Planar polymer light-emitting device with fast kinetics at a low voltage

摘要

Polymer light-emitting electrochemical cells containing a ternary mixture of a soluble phenyl-substituted poly(para-phenylene vinylene) copolymer ("superyellow"), a dicyclohexano-18-crown-6 (DCH18C6) crown ether and a LiCF_(3)SO_(3) salt as the active material have been assembled. Planar Au/{superyellow+DCH18C6+LiCF_(3)SO_(3)}/Au devices, with an interelectrode gap of 50 μm, were initially charged (i.e., electrochemically p- and n-doped in situ) at T=85℃ and then cooled to room temperature under applied voltage. When operated at T=23℃ charged devices show electroluminescence with fast response (<1 s) at a low applied voltage (V≥6 V).

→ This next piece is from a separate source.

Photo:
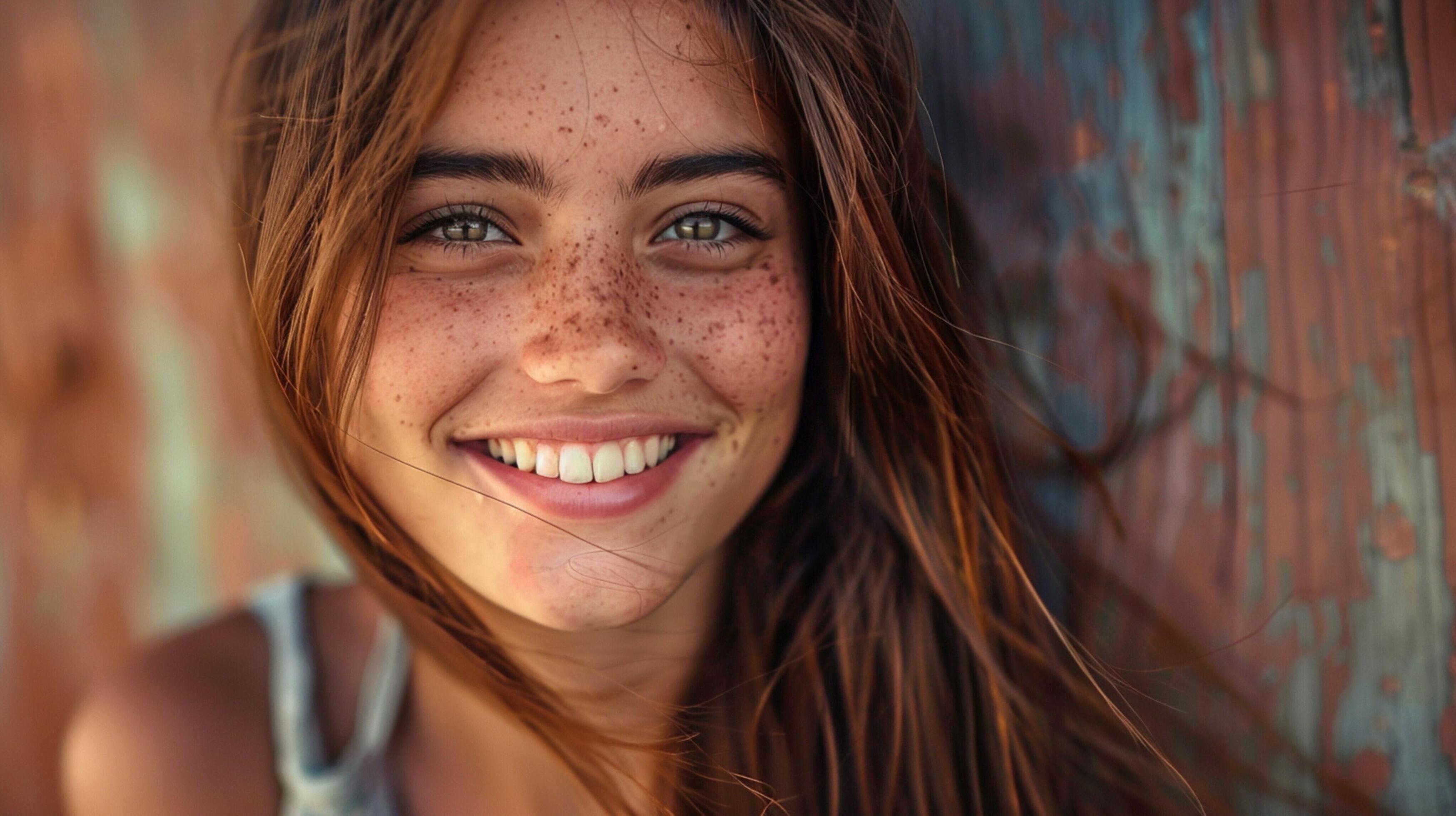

Charged devices could be stored under open-circuit conditions at room temperature for a prolonged time without detectable changes in device performance, and they can be completely (reversibly) discharged by raising the temperature to 85℃. The active material mixtures were studied by atomic force microscopy and differential scanning calorimetry. The results demonstrate that superyellow phase separates from a crystalline DCH18C6-LiCF_(3)SO_(3) complex on a ～25 nm scale. The superyellow phase exhibits a glass transition at T_(g)～180℃, while the crystalline DCH18C6-LiCF_(3)SO_(3) phase melts at T_(m)≈56℃. Thus, we attribute the stabilization of charged Au/{superyellow+DCH18C6+LiCF_(3)SO_(3)}/Au devices in going from 85 to 23℃ as being directly related to the passage of T_(m) of the DCH18C6-LiCF_(3)SO_(3) phase. The ionic distribution related to the p- and n-doped regions is "frozen-in" by this crystallization allowing for the observed fast kinetics at low voltages at room temperature.